PHOENIX — Economists say this week's economic reports will be pivotal in predicting whether or not the U.S will slide into a recession or successfully reign in inflation.
On Wednesday, the Federal Reserve is expected to raise interest rates yet again. On Thursday, experts say the data will likely show another consecutive quarter of negative growth, which is a traditional indicator of a recession.
President Joe Biden has been trying to instill confidence saying Monday, "I don't think we're going to see a recession."
Economists though are all but certain that Thursday will reveal back-to-back quarters of negative GDP.
"Inevitable is a big word, [but] I think that the odds are increasingly pointing in that direction that we will be in at least some form of technical recession over the next 18 months at some point," said Dennis Hoffman, an economist and Director of the L. William Seidman Research Institute at the W. P. Carey School of Business at ASU.
Hoffman said if there is a recession "It will be one of the most unusual ones I've seen, because the job market is so strong [and] consumption is strong."
Hoffman told ABC15 it is complex but a lot of what we are seeing is a ripple effect of the pandemic, where the government printed trillions.
The stimulus money and savings by middle-class Americans have now led to increased demand, which has led to soaring inflation, and now rapid interest rate hikes.

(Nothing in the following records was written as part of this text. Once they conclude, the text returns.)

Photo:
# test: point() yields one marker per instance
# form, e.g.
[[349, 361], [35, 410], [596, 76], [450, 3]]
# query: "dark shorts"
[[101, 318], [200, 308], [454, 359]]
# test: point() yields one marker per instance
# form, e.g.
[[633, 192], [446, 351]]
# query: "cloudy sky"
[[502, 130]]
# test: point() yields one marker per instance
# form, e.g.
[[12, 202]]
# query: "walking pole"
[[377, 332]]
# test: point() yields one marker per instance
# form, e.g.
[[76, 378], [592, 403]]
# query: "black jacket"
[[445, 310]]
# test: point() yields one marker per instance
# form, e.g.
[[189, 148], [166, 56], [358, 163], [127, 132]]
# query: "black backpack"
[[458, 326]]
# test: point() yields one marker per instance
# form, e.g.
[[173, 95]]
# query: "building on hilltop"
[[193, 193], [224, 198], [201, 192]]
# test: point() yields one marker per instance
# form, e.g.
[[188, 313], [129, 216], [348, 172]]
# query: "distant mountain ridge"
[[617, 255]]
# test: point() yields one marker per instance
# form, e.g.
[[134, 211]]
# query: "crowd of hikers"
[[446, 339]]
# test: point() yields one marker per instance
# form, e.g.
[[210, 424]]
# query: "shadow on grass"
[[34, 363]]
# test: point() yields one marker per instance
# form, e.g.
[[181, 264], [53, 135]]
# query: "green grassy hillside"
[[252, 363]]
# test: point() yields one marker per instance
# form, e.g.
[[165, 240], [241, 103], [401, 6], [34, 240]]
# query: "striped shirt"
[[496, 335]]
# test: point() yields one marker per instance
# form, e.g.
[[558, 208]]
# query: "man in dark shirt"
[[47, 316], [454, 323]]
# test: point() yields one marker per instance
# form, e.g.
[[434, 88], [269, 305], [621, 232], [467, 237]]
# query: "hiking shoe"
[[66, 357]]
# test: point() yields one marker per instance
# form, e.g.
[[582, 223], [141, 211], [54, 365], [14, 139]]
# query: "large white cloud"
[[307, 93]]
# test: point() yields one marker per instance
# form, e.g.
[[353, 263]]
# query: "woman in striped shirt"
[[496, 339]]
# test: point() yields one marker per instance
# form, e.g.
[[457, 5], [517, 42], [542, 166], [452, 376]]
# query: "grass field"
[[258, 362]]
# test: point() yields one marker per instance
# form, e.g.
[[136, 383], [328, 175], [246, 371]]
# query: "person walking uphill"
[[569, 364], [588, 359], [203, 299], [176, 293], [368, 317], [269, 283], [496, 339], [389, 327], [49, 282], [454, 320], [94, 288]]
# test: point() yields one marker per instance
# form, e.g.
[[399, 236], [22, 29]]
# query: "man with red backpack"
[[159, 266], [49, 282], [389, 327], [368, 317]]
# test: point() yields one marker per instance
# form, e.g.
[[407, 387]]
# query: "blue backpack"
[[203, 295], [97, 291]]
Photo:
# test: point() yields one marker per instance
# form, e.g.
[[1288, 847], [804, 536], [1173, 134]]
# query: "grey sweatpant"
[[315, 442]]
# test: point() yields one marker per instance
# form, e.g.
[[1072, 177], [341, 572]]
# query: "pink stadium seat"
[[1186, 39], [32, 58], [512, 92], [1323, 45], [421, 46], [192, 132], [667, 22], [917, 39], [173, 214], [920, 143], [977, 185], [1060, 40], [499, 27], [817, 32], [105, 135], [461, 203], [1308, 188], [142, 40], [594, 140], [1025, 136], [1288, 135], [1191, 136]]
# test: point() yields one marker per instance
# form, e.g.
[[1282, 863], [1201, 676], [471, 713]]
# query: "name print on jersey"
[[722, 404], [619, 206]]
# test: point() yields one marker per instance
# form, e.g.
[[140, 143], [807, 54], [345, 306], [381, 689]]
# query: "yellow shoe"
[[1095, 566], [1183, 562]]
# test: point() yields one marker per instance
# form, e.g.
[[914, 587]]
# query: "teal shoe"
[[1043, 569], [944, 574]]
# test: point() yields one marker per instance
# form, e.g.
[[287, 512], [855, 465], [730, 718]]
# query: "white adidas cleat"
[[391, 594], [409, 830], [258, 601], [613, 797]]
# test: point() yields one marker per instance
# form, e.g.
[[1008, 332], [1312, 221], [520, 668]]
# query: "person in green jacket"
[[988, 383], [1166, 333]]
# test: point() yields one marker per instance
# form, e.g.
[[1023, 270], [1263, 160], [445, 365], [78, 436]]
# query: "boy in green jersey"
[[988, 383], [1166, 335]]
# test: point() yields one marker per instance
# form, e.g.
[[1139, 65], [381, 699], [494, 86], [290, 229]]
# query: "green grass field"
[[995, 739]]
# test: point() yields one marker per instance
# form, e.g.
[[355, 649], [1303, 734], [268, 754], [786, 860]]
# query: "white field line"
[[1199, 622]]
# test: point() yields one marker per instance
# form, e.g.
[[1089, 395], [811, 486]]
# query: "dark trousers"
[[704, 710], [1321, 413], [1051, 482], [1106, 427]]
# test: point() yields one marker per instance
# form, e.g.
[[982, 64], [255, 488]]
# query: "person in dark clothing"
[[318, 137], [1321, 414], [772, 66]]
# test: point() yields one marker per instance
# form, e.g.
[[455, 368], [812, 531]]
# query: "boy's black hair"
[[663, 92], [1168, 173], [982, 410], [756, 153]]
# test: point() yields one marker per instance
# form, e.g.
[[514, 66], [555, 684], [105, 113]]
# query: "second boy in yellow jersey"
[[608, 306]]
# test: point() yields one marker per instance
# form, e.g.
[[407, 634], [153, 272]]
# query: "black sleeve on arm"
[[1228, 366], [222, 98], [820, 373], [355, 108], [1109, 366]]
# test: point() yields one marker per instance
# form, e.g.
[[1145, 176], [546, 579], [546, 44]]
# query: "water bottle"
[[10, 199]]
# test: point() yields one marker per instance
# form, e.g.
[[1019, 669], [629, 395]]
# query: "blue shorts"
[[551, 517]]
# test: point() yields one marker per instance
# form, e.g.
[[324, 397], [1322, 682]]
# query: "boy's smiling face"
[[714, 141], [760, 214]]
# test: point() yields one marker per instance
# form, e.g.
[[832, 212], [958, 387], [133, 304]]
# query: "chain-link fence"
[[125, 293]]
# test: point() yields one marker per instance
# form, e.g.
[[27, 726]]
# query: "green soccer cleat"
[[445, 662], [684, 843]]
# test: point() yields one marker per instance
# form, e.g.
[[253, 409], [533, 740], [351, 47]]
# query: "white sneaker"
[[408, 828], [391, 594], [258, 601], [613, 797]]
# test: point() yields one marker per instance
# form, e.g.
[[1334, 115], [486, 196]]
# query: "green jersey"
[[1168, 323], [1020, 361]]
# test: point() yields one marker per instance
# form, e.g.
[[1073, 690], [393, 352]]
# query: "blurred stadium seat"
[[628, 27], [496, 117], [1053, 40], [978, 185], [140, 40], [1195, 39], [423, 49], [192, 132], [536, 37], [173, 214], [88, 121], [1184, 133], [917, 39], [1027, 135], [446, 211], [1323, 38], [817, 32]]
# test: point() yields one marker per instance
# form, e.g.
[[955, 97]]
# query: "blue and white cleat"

"Inflation is a spiral up, recession will be a spiral down," said Hoffman.
Slowing demand is actually the antidote for inflation because it stops the upward spiral.
The Fed's tight rope walk, with rate hikes, will impact millions of Americans.
Hoffman says if the economy slows, the hardest hit will be the most vulnerable.
"It's going to be those people that were most hurt by inflation, those are the folks most at risk to losing their jobs," said Hoffman.
Nothing is guaranteed though, and experts say fear, and aggressive budget tightening by Americans, is likely to accelerate any potential recession.
Still, Americans should plan for every scenario.
"I think we need to take a deep breath and figure out a way to weather the storm and not look for some magic elixir from a politician to get us out of the woods," added Hoffman.